Create a test suite covering normal inputs, edge cases, and adversarial inputs to evaluate robustness. Track prompt versions with scores to identify which changes had the most positive impact. Use A/B testing with real users to validate that offline improvements translate to better experience.

When to Use It?

Use Cases

Refine a skill prompt that produces inconsistent output formatting across different inputs. Identify edge cases where a skill fails and add handling for those scenarios. Optimize a skill to use fewer tokens while maintaining output quality.

Related Topics

Prompt engineering, skill development, quality assurance, A/B testing, prompt optimization, and user experience.

Important Notes

Requirements

Existing skill to analyze and improve with access to its prompt configuration. Test cases representing typical and edge case inputs for evaluation. Metrics for measuring output quality such as format compliance and content accuracy.

Usage Recommendations

Do: test skill changes against a comprehensive set of inputs before deploying updates.
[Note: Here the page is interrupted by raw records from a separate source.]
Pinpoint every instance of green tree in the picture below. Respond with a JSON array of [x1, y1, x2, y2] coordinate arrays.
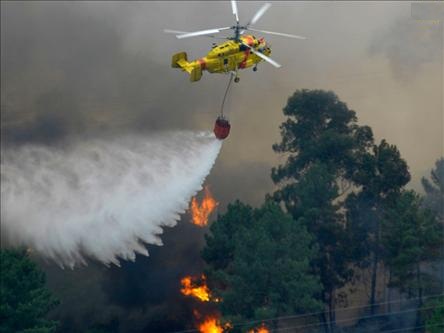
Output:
[[272, 89, 373, 330], [0, 250, 57, 333], [382, 191, 443, 305], [345, 140, 410, 314], [202, 201, 321, 331], [421, 296, 444, 333]]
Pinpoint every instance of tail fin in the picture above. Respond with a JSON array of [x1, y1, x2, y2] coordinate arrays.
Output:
[[171, 52, 202, 82]]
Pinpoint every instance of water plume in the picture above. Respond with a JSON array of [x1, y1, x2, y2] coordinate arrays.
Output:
[[1, 132, 221, 267]]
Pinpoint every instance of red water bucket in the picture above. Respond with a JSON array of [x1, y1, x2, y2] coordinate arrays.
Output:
[[214, 116, 231, 140]]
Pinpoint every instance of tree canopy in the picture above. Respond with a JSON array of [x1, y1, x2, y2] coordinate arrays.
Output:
[[0, 250, 57, 333], [203, 201, 321, 330]]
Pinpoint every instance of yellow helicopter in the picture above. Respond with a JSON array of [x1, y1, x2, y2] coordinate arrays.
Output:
[[164, 0, 306, 82]]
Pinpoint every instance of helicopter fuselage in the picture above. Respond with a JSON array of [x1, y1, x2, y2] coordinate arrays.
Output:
[[172, 35, 271, 82]]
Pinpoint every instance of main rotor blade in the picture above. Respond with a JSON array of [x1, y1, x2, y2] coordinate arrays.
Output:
[[246, 28, 307, 39], [231, 0, 239, 23], [163, 29, 228, 39], [163, 29, 189, 35], [176, 27, 231, 39], [247, 2, 271, 27], [242, 43, 282, 68]]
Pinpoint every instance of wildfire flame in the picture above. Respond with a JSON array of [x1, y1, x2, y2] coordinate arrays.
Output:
[[199, 317, 224, 333], [180, 274, 210, 302], [191, 186, 218, 227]]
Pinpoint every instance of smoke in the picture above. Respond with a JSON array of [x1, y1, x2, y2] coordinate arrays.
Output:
[[1, 132, 221, 267]]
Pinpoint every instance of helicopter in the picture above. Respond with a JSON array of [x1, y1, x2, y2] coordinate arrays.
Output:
[[164, 0, 306, 82]]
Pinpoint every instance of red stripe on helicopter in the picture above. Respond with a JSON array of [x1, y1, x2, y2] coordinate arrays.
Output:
[[197, 58, 207, 70], [239, 35, 254, 68]]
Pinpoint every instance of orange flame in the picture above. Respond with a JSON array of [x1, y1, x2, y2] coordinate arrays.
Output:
[[180, 274, 210, 302], [199, 317, 224, 333], [248, 323, 270, 333], [191, 186, 218, 227]]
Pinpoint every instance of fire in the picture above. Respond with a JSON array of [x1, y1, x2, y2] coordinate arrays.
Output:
[[180, 274, 210, 302], [199, 317, 224, 333], [191, 186, 218, 227], [248, 324, 270, 333]]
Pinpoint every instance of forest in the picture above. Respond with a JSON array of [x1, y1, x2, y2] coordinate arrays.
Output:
[[0, 89, 444, 333]]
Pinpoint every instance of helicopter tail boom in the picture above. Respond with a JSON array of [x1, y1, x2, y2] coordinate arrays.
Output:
[[171, 52, 202, 82]]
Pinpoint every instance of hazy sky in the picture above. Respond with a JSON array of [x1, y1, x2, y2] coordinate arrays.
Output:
[[1, 1, 443, 200], [1, 1, 444, 330]]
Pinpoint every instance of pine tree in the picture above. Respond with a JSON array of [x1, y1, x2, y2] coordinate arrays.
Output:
[[0, 250, 57, 333], [203, 201, 321, 331]]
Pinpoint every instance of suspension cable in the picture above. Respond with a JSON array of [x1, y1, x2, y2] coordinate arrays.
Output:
[[220, 73, 234, 118]]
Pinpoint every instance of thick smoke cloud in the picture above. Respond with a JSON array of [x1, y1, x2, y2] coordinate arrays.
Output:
[[1, 132, 221, 267], [369, 18, 443, 82]]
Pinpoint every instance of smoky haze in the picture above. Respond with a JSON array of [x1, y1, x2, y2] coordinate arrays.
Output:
[[1, 1, 444, 332]]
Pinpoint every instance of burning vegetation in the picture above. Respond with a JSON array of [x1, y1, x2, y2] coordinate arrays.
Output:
[[199, 316, 224, 333], [180, 274, 211, 302], [191, 186, 218, 227]]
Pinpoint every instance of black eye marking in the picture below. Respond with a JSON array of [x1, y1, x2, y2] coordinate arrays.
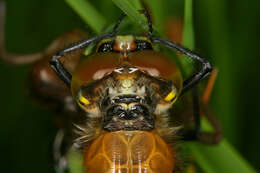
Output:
[[135, 40, 153, 50], [98, 41, 114, 52]]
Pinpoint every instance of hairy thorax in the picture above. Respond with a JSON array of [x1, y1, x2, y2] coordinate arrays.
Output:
[[84, 131, 175, 173]]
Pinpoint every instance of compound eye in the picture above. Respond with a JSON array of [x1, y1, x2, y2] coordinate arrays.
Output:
[[164, 90, 177, 104], [77, 93, 91, 107], [135, 40, 153, 50], [97, 41, 114, 52]]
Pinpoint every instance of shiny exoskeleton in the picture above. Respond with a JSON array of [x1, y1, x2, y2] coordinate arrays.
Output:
[[0, 2, 222, 173], [50, 12, 211, 173]]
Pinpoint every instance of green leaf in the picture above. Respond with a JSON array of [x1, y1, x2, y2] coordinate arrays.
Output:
[[65, 0, 106, 33], [183, 0, 256, 173], [112, 0, 148, 30]]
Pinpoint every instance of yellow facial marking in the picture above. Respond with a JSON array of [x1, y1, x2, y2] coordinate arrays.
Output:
[[122, 79, 134, 88], [164, 91, 177, 103], [79, 96, 90, 105]]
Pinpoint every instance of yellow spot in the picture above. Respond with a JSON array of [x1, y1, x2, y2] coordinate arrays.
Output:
[[122, 79, 134, 88], [164, 91, 177, 103], [79, 96, 90, 105]]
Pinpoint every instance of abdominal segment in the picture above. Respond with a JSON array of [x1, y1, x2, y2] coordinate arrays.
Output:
[[84, 131, 175, 173]]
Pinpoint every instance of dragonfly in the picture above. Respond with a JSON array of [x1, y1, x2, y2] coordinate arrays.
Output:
[[0, 2, 221, 173]]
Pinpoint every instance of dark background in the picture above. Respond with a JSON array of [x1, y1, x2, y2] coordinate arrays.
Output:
[[0, 0, 260, 173]]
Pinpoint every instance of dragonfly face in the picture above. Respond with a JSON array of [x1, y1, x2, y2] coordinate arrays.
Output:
[[71, 35, 182, 131], [1, 2, 221, 173], [50, 12, 211, 173]]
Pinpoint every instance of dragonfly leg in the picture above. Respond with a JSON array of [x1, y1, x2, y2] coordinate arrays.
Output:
[[53, 129, 69, 173], [202, 68, 218, 104], [181, 69, 222, 144]]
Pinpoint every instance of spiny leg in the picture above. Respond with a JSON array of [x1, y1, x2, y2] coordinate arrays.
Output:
[[201, 68, 218, 104], [181, 69, 222, 144], [53, 129, 69, 173], [199, 68, 222, 144]]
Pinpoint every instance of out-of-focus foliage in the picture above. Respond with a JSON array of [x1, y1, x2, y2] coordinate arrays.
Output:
[[0, 0, 260, 173]]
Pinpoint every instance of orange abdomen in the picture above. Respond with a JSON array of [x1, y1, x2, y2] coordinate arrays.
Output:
[[84, 131, 175, 173]]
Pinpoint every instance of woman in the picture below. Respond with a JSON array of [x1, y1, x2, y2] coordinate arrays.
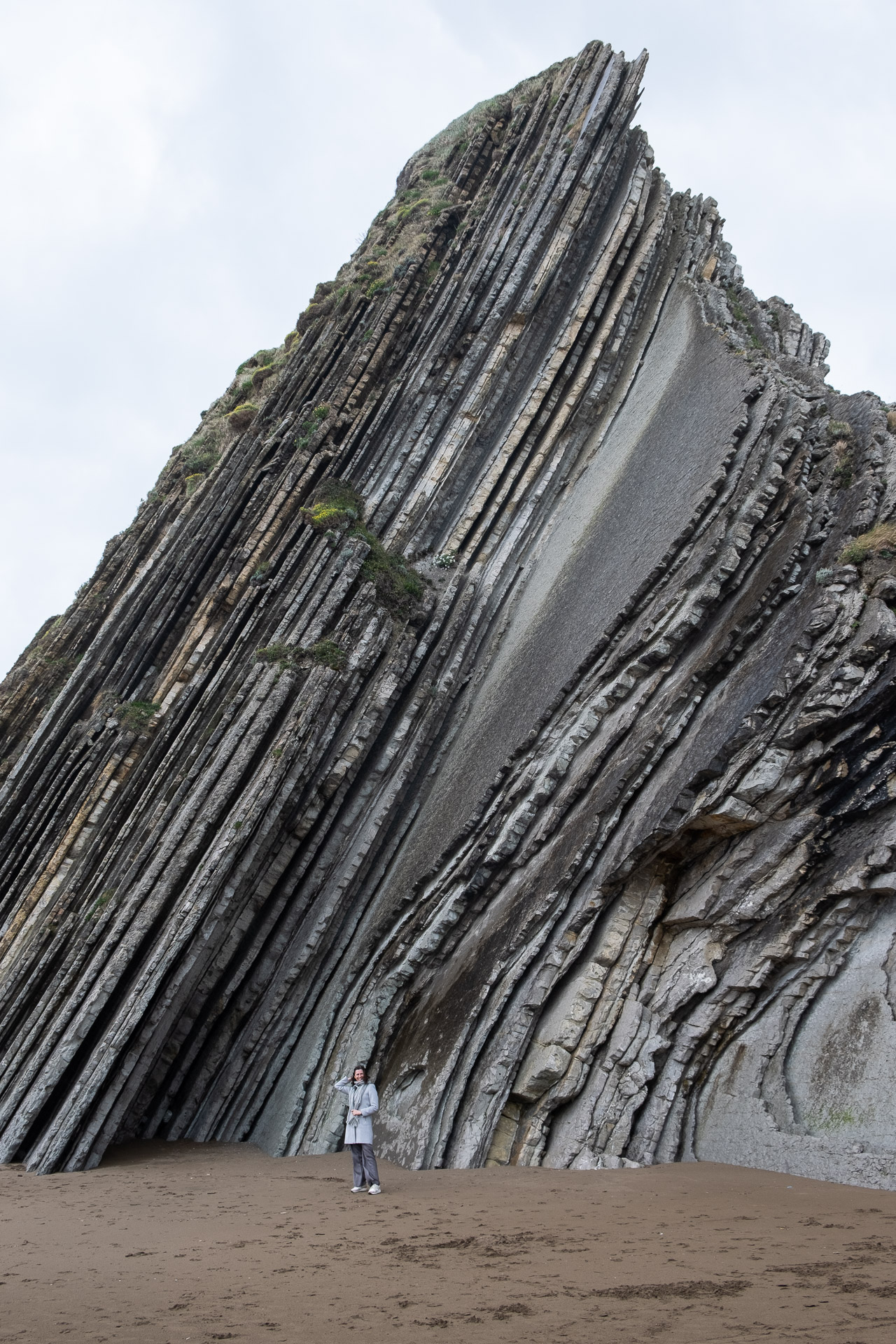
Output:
[[336, 1065, 380, 1195]]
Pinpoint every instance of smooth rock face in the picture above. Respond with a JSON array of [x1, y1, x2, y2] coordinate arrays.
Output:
[[0, 43, 896, 1188]]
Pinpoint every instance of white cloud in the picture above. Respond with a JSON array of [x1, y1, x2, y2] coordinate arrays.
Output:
[[0, 0, 896, 665]]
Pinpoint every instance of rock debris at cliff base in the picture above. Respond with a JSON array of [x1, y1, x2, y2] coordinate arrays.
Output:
[[0, 43, 896, 1188]]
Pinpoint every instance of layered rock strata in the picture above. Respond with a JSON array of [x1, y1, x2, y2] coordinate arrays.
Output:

Make incremental changes and measure impact rather than rewriting entire prompts at once. Document what each prompt version changed and why for future reference.

Don't: optimize for a single test case since changes may degrade performance on other inputs. Remove constraints from prompts to reduce tokens if it causes quality regression. Ship updates without regression testing against the full test suite.

Limitations

Prompt optimization is empirical and results may vary with model updates or different model versions. Automated quality metrics may not capture all aspects of output quality that users care about. Edge case coverage depends on anticipating unusual inputs which is inherently limited.